Ladybird, one of the Greenville Zoo's African elephants, is undergoing treatment and close observation for a medical condition, zoo officials said.
Officials said one of the keepers was bringing Ladybird inside when he noticed something out of the ordinary. As a result, she has been receiving supportive care, including oral fluids and high fiber foods. She may also be taken off exhibit, officials said, while she recovers.
"Ladybird has shown signs of improvement today, she is bright, alert and responding well to her keepers," said Dr. Heather Miller, Greenville Zoo deputy administrator for animal health on Sunday. "Tests show that she is also staying hydrated, but we will be watching her condition very closely."
Zoo spokesman Jeff Bullock didn't specify exactly what the illness was but confirmed Ladybird is still undergoing medical care on Monday night.
Greenville Zoo staff are working with medical teams from other regional animal parks and zoos to treat the animal.

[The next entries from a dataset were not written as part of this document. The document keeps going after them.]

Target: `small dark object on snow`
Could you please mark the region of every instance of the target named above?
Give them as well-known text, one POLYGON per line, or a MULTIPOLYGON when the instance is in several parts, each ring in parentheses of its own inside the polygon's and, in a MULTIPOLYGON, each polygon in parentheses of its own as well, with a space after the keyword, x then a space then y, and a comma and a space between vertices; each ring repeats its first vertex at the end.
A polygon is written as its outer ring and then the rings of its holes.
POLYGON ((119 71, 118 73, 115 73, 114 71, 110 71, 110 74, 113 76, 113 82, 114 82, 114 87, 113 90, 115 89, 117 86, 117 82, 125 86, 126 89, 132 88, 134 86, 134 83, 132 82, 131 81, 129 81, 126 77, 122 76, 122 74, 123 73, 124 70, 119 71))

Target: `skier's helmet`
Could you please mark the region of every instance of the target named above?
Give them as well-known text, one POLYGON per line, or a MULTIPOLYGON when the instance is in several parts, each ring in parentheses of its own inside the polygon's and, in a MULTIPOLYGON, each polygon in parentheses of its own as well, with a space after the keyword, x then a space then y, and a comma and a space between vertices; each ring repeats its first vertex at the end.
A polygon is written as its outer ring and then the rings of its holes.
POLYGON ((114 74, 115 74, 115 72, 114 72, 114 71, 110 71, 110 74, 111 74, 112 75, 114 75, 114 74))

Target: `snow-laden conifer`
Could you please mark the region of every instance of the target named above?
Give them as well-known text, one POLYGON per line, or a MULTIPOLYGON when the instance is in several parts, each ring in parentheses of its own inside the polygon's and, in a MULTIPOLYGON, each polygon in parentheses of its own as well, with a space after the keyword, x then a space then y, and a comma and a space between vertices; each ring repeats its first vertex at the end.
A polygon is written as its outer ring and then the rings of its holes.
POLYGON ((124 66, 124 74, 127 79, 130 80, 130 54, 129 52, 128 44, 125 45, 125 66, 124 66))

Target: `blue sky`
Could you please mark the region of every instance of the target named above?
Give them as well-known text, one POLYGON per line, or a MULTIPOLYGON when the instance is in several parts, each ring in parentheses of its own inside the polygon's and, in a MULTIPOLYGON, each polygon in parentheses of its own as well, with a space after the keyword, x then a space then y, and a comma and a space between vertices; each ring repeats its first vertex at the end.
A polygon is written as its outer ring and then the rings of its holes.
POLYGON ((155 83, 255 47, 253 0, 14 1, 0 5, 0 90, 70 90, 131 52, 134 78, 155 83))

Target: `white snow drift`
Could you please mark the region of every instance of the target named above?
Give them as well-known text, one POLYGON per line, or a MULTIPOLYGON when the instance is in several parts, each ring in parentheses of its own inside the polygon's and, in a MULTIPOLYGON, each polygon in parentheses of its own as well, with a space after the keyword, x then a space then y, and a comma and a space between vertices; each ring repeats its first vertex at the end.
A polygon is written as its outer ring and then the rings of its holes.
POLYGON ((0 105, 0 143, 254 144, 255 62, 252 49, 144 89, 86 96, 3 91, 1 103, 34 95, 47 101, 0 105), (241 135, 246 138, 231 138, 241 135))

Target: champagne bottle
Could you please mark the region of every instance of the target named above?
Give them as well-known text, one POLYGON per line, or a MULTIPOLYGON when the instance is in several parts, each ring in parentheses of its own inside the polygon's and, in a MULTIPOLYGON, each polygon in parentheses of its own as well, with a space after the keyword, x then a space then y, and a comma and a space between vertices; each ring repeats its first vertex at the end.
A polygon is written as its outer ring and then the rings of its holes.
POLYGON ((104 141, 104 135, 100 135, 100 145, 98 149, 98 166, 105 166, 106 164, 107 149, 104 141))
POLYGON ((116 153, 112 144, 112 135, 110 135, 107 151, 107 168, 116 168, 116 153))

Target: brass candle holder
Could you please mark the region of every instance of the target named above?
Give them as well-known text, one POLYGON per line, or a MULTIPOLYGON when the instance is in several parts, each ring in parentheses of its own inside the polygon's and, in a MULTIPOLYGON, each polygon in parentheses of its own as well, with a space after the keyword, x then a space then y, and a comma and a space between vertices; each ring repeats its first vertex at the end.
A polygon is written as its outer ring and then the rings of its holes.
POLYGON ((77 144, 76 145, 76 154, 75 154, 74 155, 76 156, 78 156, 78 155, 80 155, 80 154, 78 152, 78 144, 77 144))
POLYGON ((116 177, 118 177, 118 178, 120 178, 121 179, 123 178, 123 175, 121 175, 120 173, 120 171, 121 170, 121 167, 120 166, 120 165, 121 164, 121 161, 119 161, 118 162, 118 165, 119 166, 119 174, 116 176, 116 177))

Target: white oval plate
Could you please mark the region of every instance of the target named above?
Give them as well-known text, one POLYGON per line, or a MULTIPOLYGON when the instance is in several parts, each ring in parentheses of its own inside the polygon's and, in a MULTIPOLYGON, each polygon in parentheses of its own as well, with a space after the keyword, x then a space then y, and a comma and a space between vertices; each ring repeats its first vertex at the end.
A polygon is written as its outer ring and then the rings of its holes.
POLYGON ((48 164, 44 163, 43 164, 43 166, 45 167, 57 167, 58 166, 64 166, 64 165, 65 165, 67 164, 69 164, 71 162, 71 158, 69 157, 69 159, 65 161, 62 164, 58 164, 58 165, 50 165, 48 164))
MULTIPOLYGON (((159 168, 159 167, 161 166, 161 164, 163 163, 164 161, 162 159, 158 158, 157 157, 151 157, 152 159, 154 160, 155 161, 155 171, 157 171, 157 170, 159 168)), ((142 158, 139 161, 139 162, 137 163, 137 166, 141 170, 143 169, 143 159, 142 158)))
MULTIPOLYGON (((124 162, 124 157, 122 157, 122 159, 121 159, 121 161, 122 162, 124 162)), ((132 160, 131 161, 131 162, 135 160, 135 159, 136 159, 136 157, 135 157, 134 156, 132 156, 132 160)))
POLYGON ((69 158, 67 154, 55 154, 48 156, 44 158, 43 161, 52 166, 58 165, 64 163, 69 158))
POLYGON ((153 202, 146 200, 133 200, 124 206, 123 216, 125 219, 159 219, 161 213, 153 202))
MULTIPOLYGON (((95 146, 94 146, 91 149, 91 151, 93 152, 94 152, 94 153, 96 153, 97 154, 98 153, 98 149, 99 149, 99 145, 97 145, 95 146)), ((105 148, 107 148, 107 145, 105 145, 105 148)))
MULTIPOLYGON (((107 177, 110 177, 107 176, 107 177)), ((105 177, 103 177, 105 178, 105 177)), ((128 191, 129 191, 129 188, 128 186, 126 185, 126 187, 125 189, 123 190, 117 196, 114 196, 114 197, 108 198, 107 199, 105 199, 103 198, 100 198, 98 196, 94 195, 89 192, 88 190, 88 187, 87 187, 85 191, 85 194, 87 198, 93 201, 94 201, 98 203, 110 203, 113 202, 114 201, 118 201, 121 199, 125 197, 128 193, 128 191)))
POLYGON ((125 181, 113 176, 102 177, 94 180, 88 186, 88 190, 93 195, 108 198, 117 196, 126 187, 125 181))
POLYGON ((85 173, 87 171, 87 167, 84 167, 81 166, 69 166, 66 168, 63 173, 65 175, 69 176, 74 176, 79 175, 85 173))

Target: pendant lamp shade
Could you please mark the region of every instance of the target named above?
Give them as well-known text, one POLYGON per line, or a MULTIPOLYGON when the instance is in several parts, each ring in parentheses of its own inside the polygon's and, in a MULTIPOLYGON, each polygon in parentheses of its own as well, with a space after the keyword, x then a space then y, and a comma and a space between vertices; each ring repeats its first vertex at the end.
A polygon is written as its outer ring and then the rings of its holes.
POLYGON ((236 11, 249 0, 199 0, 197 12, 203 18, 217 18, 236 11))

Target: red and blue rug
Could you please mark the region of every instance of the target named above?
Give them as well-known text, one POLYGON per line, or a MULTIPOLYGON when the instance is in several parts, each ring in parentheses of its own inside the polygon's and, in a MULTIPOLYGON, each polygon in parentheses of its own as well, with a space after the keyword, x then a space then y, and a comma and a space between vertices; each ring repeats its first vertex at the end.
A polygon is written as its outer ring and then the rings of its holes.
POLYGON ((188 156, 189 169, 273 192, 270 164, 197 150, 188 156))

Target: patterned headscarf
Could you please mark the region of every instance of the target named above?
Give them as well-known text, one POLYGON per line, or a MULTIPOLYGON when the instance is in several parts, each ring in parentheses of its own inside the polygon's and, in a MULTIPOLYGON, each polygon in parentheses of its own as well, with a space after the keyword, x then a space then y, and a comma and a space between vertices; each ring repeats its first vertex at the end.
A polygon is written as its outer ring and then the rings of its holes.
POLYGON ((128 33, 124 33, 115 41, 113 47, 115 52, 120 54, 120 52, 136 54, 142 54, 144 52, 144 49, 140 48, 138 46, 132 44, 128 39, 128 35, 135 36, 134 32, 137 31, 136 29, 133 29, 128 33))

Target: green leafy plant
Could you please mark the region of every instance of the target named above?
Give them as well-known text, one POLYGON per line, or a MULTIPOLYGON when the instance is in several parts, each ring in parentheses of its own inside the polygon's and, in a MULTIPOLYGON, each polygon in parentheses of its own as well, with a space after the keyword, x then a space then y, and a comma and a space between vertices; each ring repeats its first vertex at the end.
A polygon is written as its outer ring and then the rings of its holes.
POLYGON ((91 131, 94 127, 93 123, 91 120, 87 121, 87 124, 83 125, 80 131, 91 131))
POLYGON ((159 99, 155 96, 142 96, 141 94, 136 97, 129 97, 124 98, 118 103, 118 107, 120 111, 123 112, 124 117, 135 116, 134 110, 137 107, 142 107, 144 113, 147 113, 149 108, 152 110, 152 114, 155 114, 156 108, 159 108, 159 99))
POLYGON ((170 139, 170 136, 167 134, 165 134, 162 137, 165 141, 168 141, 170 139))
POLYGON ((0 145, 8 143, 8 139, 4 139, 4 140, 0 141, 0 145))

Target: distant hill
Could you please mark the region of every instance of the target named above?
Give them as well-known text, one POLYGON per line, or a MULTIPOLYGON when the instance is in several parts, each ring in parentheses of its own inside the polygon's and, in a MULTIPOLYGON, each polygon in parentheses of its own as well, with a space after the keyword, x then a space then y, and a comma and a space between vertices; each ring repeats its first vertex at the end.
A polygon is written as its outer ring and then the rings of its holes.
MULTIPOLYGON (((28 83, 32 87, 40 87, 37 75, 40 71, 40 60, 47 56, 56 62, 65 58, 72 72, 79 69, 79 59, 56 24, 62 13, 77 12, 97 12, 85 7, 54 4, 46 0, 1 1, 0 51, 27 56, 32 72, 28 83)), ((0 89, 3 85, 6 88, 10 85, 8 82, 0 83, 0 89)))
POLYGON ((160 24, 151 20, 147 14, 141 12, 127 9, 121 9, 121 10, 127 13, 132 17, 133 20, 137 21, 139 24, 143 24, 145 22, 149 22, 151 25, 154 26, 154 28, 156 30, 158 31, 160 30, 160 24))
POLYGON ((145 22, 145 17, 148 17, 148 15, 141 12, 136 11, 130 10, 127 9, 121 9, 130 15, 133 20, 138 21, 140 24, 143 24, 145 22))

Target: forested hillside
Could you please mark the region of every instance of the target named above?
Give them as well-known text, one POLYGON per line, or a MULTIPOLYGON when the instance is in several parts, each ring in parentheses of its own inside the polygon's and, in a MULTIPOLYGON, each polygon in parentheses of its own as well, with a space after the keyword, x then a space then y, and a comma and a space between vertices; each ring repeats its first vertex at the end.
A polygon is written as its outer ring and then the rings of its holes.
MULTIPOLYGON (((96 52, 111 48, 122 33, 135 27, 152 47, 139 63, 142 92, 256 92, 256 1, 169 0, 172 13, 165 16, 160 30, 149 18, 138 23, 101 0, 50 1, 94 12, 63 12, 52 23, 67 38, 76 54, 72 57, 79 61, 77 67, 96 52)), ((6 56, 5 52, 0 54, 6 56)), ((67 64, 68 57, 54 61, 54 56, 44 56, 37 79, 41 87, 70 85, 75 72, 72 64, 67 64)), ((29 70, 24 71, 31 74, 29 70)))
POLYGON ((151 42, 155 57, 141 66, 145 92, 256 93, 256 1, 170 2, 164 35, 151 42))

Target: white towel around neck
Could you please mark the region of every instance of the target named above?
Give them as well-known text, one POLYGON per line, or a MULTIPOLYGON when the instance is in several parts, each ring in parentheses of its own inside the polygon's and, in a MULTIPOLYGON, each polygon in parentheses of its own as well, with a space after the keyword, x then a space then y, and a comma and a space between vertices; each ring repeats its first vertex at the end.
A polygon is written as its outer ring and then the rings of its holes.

"We have been amazed at the overwhelming support received from local resources, including veterinarians, other AZA accredited zoos and city departments who are all working toward a single goal of ensuring Ladybird has the best care possible," said Greenville Zoo Director Jeff Bullock. "Our dedicated team will continue to work together to make sure Ladybird's medical and psychological needs are met during her illness."
Ladybird, who is almost 44 years old, is considered elderly. Bullock said the median life expectancy of African elephants is 37.9 years. She has been a part of the zoo family since 2006, Bullock said.
Officials said Joy, the Greenville Zoo's other female African elephant, is healthy and will remain on exhibit.